Cinéaste de génie, fasciné par le monde du cirque et les phénomènes de foire, une rétrospective à la Cinémathèque revient sur une œuvre ancrée dans le théâtre cruel de la vie.
«La Monstrueuse parade» de Tod Browning (1932). Photo Warner bros Picture
Comme le corps de ses personnages souvent amputés, infirmes, déviants, l’œuvre de Tod Browning (1880 -1962) occupe au sein de l’industrie hollywoodienne la place singulière que lui confère son inquiétante étrangeté, à la fois fleuron du cinéma fantastique, auquel il offrit avec son Dracula (1931) le tout premier succès de ce genre naissant à l’ère du parlant, et bouquet marginal de mélodrames retors et dérangeants, absolument inassignables à quelque courant que ce soit.

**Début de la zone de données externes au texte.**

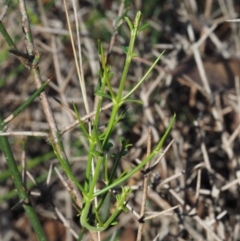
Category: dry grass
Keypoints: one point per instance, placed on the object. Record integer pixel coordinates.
(198, 78)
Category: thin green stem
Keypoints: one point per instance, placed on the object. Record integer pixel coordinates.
(22, 192)
(142, 164)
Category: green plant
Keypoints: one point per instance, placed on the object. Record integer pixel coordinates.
(100, 147)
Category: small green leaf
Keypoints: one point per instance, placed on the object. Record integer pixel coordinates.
(133, 101)
(125, 49)
(114, 223)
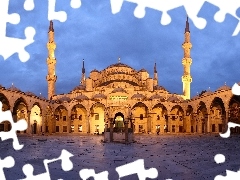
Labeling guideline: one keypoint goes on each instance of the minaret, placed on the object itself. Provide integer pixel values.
(155, 78)
(51, 62)
(186, 61)
(83, 78)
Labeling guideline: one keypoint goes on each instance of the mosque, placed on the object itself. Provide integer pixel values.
(120, 98)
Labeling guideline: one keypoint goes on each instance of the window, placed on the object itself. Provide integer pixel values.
(96, 116)
(213, 127)
(180, 117)
(72, 128)
(57, 117)
(79, 128)
(80, 117)
(96, 128)
(64, 128)
(57, 128)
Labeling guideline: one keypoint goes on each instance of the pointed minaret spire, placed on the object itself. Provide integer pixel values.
(51, 62)
(186, 62)
(155, 78)
(187, 26)
(155, 67)
(51, 26)
(83, 78)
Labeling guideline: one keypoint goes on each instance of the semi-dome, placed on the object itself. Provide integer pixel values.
(30, 93)
(174, 99)
(138, 96)
(224, 88)
(119, 89)
(79, 87)
(64, 99)
(99, 96)
(81, 97)
(157, 97)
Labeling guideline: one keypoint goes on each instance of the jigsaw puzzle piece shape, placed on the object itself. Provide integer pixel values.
(227, 133)
(18, 126)
(66, 164)
(87, 173)
(229, 175)
(13, 18)
(29, 5)
(7, 162)
(137, 167)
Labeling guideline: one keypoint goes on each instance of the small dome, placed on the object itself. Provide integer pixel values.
(159, 88)
(224, 88)
(209, 92)
(99, 96)
(42, 97)
(79, 87)
(95, 70)
(30, 93)
(13, 88)
(119, 90)
(118, 65)
(82, 97)
(138, 96)
(173, 99)
(157, 96)
(64, 99)
(142, 70)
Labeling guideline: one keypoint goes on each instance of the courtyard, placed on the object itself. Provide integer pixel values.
(175, 156)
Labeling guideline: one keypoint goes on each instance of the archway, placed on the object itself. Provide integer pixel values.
(217, 115)
(202, 122)
(97, 122)
(118, 121)
(159, 118)
(79, 121)
(61, 122)
(234, 113)
(20, 111)
(36, 120)
(175, 122)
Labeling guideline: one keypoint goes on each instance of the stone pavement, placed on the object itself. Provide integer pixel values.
(176, 157)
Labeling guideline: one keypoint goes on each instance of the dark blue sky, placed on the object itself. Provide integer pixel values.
(93, 33)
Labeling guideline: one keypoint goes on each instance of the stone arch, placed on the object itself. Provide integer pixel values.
(175, 121)
(79, 119)
(141, 116)
(5, 102)
(61, 120)
(234, 112)
(189, 122)
(159, 118)
(35, 121)
(20, 111)
(202, 122)
(217, 115)
(97, 118)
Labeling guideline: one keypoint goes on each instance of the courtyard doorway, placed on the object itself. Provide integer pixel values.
(35, 127)
(119, 120)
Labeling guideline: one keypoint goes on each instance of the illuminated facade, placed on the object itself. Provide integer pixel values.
(120, 97)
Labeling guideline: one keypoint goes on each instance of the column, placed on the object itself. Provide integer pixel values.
(126, 131)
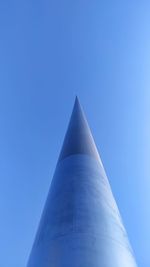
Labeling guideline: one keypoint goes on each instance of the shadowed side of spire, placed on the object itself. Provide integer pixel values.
(78, 139)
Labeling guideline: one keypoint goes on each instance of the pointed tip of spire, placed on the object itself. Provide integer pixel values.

Des objets filmiques bizarres, eux-mêmes mutilés, censurés et parfois invisibles, c’est dire l’importance de cette précieuse rétrospective à la Cinémathèque, qui ne ressuscite certes pas la vingtaine de films perdus à jamais - à l’impossible nul n’est tenu - mais donne à voir presque tous les autres, de l’âge d’or des années 20, porté par sa collaboration miraculeuse avec le génial Lon Chaney, l’acteur aux mille visages et au corps protéiforme, jusqu’à la chute des années 30, décennie malade émaillée d’une œuvre immense, terrifiante, aberrante, tellement honnie en son temps qu’elle allait coûter à Browning sa carrière, malgré le soutien sans faille d’Irving Thalberg, son producteur à la MGM : Freaks (la Monstrueuse Parade, 1932).